La Prière – Manifester une présence

Pour Thomas, 22 ans, c’est un peu la dernière chance pour sortir de la drogue. Il rejoint une communauté quasi-monastique d’anciens drogués qui se soignent à la prière. Mais la prière sera-t-elle suffisante pour redonner une direction à sa vie ?

Cédric Kahn, habitué du drame social, nous livre une fois de plus le conte d’un déchu de la société. Pour un effet percutant. Le film était attendu, est encensé par la critique en général et Anthony Bajon a reçu l’Ours d’argent au Festival de Berlin pour son interprétation du personnage de Thomas. Avec ce prix, il rejoint les rangs des très grands (Jean-Louis Trintignant, Jean-Pierre Léaud) à seulement 23 ans. C’est en soi un gage de qualité.

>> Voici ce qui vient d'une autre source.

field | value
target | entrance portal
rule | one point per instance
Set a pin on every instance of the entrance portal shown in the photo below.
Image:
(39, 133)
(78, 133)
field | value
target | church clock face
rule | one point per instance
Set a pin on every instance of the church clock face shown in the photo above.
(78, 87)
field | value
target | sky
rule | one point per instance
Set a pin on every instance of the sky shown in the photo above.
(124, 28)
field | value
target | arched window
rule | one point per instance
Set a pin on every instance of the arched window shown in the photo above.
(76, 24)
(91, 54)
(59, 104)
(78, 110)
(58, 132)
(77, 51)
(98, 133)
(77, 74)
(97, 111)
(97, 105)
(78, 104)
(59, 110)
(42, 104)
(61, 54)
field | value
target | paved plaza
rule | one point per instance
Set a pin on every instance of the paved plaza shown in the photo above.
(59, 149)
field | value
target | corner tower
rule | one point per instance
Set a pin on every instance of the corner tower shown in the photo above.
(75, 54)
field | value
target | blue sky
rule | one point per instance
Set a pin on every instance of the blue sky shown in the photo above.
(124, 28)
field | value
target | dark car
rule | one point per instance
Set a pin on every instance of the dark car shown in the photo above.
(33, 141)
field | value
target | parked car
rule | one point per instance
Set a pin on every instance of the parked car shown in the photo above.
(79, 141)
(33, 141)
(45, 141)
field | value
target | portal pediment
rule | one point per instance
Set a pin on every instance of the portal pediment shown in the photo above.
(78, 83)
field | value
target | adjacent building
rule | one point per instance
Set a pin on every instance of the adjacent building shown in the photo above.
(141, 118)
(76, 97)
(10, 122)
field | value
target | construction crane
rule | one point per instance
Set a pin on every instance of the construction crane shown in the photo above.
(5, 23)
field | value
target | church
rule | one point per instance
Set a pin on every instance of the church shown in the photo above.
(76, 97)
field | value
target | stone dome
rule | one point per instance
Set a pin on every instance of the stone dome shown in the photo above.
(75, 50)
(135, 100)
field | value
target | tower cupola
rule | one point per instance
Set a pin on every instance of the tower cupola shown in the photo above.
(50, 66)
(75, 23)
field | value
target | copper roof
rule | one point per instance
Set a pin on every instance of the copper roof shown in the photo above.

Mais le prix est juste et mérité. L’intensité du jeu de Bajon laisse sans voie, qu’il soit d’une inarrétable violence en période de sevrage ou bien pétri de béatitude dans la prière. Le film, qui axe beaucoup son propos sur la pression et le calme, s’ancre dans les traits du personnage principal et donc de son interprète. Pourtant Bajon ne paye pas de mine : pas de stature imposante, pas de belle gueule à l’américaine, pas même de voix rauque d’écorché vif. Et pourtant le grand enfant qu’on nous présente à l’écran à une intensité forte, qui passe presque essentiellement dans le regard.

La mise en scène n’est pas en reste et souligne le jeu à la perfection. Comme à son habitude Cédric Kahn est minimaliste. Du plan fixe, pas de musique. Le silence interminable répercuté par ses montagnes. Le silence que garde l’acteur jusque tard dans le film. Il est la première image que l’on voit, et qui nous voit (par un regard caméra qui se veut provocateur) et pourtant on entend sa voix qu’au bout d’un quart d’heure. Ce jeu avec le spectateur ne nous laisse pas indifférent et on se laisse prendre. Par ailleurs le silence est lié à la prière et fait partie du rite du lieu, de son mythe. Même s’il peut devenir angoissant, même s’il est source de danger quand tombe la nuit et qu’il faut la passer dehors. Kahn exploite les pauses. Parfois trop, ce qui manque de nous faire perdre le rythme. Et quel rythme d’ailleurs ? Si le film brille par le jeu et la mise en scène, le scénario est aussi épuré que la bande son. Chacun a une histoire mais pas Thomas. Le personnage principal vient de nulle part, hésite, y retourne et dans une inconstance assez trouble, s’en va. Nous laissant questionner parfois les choix scénaristiques, que l’on imagine peu vraisemblables. Mais là est-il le propos ? Le film laisse clairement une part au fantastique, au miracle peut-être, lorsqu’il évoque le réconfort de la prière, de ses bienfaits quasiment somatiques.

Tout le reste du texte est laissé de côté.